# Migrating FreeBSD installation from one hard disk drive to another



## nx (Aug 13, 2010)

Hi,

I've been trying to use G4U like I have successfully in the past to image a FreeBSD drive, but it keeps failing - giving 'uncorrectable error' with the same fsbn numbers every failed attempt. 
  I need to use this drive online very soon but need a backup - preferably a full image - before I do so (and the drive is potentially hacked or dies due to hardware error).

It's been a year since I imaged the drive because of circumstances beyond my control (moving residences [too] often), and I don't have time to rebuild a new drive to be the same as this install. I'll get time in the future to do that, but right now I need to get a new image of the drive any way I can, at least by migrating its contents to a new drive - so that I can get it online, make money and update hardware, pay bills... 
 The FreeBSD install hasn't been crashing, but G4U is failing at the same point after starting to image it, which makes me think that thought fsck reports every partition as clean, it must have some hardware errors.

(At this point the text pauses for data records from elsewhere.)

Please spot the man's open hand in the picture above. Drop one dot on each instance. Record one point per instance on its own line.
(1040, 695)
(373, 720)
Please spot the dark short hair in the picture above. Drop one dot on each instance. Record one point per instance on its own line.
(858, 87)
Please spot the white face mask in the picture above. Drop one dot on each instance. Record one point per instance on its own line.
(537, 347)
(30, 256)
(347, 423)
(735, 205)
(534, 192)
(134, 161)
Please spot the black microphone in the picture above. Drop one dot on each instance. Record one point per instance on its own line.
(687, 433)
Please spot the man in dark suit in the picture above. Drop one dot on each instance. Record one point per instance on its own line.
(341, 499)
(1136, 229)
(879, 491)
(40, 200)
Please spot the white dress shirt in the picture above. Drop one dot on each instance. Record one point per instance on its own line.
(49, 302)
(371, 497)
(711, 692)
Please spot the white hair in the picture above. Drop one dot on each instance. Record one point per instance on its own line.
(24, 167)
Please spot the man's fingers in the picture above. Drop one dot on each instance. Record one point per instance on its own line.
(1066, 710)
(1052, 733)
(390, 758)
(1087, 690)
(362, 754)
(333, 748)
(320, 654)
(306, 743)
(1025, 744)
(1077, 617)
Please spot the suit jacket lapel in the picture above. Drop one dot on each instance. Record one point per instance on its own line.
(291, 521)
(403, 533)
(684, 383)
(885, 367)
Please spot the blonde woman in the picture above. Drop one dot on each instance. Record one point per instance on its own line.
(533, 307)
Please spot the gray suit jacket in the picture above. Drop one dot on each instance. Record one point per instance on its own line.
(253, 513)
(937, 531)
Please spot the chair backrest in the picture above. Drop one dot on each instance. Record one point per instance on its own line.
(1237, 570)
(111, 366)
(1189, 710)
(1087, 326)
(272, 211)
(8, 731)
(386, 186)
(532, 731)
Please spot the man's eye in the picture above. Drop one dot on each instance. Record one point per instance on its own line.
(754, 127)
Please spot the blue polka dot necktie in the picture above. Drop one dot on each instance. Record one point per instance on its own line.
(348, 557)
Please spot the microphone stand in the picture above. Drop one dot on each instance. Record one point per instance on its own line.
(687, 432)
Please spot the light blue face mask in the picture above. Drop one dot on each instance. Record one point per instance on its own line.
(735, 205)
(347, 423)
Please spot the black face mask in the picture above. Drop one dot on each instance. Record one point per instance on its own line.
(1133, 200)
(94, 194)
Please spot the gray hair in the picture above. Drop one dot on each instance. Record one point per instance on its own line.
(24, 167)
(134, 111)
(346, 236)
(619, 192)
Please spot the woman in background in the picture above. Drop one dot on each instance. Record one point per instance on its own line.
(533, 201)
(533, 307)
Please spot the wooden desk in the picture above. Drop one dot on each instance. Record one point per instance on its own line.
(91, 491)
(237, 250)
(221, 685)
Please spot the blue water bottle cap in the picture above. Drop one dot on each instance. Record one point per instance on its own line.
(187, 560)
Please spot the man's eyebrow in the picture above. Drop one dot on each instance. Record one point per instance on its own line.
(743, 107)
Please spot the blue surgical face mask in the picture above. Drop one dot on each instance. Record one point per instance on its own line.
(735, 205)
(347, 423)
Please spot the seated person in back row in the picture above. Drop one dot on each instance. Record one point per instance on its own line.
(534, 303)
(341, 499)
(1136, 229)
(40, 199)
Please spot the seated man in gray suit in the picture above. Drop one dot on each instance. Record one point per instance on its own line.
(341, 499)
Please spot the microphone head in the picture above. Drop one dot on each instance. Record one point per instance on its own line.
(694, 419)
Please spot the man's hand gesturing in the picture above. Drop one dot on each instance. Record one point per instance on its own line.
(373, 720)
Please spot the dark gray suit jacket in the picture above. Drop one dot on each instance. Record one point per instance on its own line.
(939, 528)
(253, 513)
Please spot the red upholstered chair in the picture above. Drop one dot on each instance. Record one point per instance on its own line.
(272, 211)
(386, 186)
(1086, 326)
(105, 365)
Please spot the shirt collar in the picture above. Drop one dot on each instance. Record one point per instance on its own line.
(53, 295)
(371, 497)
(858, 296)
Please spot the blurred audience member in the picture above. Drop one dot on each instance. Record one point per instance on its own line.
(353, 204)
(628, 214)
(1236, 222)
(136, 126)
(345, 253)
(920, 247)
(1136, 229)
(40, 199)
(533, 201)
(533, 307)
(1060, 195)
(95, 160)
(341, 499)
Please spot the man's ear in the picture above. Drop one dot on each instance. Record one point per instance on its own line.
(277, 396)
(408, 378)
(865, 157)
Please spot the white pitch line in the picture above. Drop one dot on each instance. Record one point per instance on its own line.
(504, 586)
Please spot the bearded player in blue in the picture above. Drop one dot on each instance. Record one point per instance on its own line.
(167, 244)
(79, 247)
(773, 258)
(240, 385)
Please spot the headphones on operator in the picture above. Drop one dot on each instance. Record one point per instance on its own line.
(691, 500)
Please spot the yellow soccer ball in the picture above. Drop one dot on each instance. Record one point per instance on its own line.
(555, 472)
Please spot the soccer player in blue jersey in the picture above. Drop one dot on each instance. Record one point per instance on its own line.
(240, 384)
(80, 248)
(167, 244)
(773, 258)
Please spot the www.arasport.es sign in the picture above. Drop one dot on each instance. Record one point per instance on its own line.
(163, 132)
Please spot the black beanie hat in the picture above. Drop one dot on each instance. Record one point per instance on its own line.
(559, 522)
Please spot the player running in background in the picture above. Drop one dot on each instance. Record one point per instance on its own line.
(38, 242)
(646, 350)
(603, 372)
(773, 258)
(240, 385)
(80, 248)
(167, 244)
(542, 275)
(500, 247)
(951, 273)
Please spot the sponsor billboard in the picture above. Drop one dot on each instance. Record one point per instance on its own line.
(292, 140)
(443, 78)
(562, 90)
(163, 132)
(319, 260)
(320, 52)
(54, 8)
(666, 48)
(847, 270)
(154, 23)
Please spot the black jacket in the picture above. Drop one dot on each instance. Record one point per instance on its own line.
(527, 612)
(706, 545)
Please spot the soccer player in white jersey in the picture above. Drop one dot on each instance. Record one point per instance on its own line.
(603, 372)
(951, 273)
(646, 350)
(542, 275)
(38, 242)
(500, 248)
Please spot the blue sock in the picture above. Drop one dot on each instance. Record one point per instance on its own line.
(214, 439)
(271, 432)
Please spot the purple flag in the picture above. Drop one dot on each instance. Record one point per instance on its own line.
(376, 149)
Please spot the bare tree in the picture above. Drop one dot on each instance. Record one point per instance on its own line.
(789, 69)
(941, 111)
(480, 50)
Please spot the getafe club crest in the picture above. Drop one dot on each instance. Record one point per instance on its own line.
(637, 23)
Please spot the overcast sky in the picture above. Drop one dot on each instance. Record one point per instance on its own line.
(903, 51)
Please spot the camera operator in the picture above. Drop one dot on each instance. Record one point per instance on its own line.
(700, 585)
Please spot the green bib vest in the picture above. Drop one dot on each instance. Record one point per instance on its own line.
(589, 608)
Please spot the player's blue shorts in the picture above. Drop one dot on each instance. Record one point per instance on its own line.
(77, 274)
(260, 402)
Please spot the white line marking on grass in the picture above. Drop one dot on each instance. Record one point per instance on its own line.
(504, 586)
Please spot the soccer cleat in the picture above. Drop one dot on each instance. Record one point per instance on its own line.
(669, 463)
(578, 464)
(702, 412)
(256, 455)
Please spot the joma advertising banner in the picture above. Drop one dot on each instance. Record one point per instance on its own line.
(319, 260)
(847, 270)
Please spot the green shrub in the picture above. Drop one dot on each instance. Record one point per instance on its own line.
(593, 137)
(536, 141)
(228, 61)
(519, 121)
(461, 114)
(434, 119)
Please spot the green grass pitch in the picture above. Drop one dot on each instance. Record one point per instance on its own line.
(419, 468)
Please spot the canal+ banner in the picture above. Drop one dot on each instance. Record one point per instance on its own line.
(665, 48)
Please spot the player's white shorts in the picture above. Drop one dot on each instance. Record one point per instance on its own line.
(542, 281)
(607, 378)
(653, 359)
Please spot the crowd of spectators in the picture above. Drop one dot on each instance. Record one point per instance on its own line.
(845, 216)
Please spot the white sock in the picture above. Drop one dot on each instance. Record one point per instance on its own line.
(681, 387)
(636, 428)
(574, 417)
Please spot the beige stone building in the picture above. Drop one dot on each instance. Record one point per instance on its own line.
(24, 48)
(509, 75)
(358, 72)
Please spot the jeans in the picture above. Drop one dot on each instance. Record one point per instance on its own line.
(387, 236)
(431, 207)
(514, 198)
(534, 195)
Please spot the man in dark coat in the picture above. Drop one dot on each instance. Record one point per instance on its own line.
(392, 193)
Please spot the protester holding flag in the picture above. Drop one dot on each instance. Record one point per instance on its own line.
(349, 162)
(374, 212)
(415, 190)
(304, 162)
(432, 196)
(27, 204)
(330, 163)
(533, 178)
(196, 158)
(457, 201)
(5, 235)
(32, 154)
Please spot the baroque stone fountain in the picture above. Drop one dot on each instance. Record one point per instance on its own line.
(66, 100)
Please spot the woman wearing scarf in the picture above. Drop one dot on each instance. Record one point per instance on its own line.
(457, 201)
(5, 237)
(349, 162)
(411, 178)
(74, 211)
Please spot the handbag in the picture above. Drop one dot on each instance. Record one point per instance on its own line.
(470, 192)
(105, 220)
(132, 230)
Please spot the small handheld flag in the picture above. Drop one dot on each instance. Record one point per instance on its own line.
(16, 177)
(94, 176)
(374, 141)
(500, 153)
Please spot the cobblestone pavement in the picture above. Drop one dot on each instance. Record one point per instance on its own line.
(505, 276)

I found this drive migration howto and started following it:
http://www.bsdguides.org/guides/freebsd/misc/migrate_harddrive.php

But it's very old and uses MAKEDEV, which every doc I find says is now done automatically by FreeBSD since 4.0 or higher. My ver of FreeBSD is 6.2 (until a future update).

This is the part of the howto that I can't follow because MAKEDEV isn't available in 6.2, at least in single user mode, which the howto states to use:


```
# cd /dev
#./MAKEDEV ad1s1a
#./MAKEDEV ad1s1e
#./MAKEDEV ad1s1f
```

So... my questions are:

1. how can I manually create a device node like in the howto excerpt above in FreeBSD (single user mode) without MAKEDEV?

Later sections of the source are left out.